The number of sexual assault cases reported to Tarleton PD fell in the first four months of this year compared with a year ago – two sexual assaults and a forcible rape that was reported as occurring in November 2017, compared with five sexual assaults in the same period a year ago. However, many women feel more comfortable reporting sexual assault cases to Tarleton’s Title IX office, Welch noted.
Hit-and-run accidents remain an issue on campus, with 15 reported to Tarleton police this year — the same number as a year ago.
“Somebody backs into another vehicle, and they notice or don’t notice…you’ve got a lot of people packed into parking lots,” Welch said.
Fourteen minor-in-possession of drugs or alcohol incidents (compared with 13 a year earlier in the same time period) and 10 thefts (compared with 17 in the first four months of 2017) also were reported.

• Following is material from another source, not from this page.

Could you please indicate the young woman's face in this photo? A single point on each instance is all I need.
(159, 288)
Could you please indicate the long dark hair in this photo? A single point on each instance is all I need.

This year Welch said he’s noticed an uptick in domestic abuse incidents involving boyfriends and girlfriends.
The Student Government Association last week passed a resolution favoring the installation of “blue light” emergency phones around campus. Tarleton used to have such phones around campus, but removed them. Welch said he favored the idea of putting them back on campus.
“The reason I like blue light phones is because it’s hard to run and do this” — he motioned to his cell phone and pretended to punch numbers into the screen. The campus also has bandwidth issues, he added.
“You can’t always get good reliable service” and not all parking lots have WiFi, he noted.
Looking ahead, Welch said campus crime typically goes down in the summer when not as many people are on campus.
“Usually our biggest time (for crime) is the fall. We have 800 more students on campus and football games bring a lot of people in,” he said. One of the biggest problems that time of the year is theft of expensive Yeti coolers, he added.
To help prevent vehicle burglaries, Tarleton police advise students to lock vehicles and completely close windows. Also, don’t leave valuables in plain view, engrave expensive items and record serial numbers of possessions such as computers.
The Tarleton PD offers free barcode stickers that are linked to a person’s driver’s license number. The stickers can help police track an item if it’s stolen.
“You can’t peel them off, so if something goes to a local pawn shop, they (pawn shop employees) know what to look for and notify us,” Welch said.